[Trending Topik] Warga Madura Demo Geruduk Balai Kota Surabaya, Ini 3 Tuntutannya

[PORTAL-ISLAM.ID]  SURABAYA - Warga Madura yang mengatasnamakan Koalisi Masyarakat Madura Bersatu beramai-ramai mendatangi Balai Kota Surabaya, Senin (21/6/2021). Mereka memprotes kebijakan Wali Kota Eri Cahyadi yang menerapkan penyekatan dan swab test antigen di Jembatan Suramadu.

Demo warga Madura ini menjadi Trending Topik di Twitter hari ini.
Ada tiga tuntutan yang disuarakan.

Dari informasi yang dihimpun, demo bertajuk 'Demonstrasi Akbar Madura Melawan' ini menyuarakan tiga tuntutan yakni hentikan penyekatan yang diskriminatif, lakukan saja swab antigen di tempat hiburan dan tempat kerumunan lainnya di Surabaya, dan Wali Kota Surabaya harus minta maaf kepada warga Madura.

Massa terlebih dahulu berkumpul di Tanean Suramadu. Dan secara bersama-sama mereka long march menuju kantor Wali Kota Surabaya di Jalan Jimerto.

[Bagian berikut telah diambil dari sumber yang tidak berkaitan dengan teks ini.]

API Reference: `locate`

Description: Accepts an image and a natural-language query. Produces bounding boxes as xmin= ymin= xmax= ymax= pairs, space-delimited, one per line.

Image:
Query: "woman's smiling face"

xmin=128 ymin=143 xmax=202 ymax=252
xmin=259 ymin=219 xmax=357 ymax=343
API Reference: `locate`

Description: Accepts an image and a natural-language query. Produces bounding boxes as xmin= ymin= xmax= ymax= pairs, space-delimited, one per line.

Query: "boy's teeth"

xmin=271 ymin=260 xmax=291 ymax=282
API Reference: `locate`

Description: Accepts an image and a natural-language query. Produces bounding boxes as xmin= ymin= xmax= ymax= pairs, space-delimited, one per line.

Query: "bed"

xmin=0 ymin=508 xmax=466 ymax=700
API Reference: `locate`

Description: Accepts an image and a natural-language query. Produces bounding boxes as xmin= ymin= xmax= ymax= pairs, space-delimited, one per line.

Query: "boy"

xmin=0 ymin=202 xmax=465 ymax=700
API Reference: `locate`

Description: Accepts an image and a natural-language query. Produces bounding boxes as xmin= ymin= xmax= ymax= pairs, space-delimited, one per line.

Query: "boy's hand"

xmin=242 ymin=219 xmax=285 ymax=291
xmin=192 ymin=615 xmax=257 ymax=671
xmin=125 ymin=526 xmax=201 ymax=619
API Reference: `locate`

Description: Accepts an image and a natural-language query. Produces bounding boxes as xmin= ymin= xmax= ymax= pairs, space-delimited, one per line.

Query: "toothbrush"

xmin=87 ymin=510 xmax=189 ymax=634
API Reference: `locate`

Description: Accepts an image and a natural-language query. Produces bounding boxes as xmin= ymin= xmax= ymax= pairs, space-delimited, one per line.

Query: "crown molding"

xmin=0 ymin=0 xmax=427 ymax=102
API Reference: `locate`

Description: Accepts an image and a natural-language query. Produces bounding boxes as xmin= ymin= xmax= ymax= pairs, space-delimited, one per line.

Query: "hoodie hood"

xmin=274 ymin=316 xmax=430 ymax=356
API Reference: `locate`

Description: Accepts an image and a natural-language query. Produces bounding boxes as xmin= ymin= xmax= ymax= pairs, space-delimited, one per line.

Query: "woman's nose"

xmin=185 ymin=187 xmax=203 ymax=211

Tampak massa membentangkan poster protes bertuliskan 'Hentikan penyekatan yang diskriminatif'. Ada pula poster berbunyi 'Wali Kota Surabaya harus minta maaf kepada warga Madura', 'Di Madura gak ada corona, yang ada markona'.

"Kebijakan Eri Cahyadi mendiskreditkan orang Madura," kata salah satu orator melalui pengeras suara, Senin (21/6/2021), seperti dikutip dari CNNIndonesia.

Massa mendesak agar Eri Cahyadi keluar dari kantornya untuk menemui mereka. Sementara warga Madura menolak ditemui oleh tokoh lain.

"Tidak ada negosiasi, kami minta Pak Eri menemui kami. Enggak usah ada swab antigen di Suramadu, itu tuntutan kami," katanya.

Salah satu Jubir Koalisi Masyarakat Madura Bersatu, Ahmad Annur menilai bahwa kebijakan Pemkot Surabaya yang menerapkan Penyekatan Suramadu adalah keputusan tebang pilih.

"Apa iya Covid-19 hanya menjangkit orang yang bepergian dan melintas Suramadu?" ucap dia.

Mereka menilai, kebijakan penyekatan ini merupakan keputusan prematur.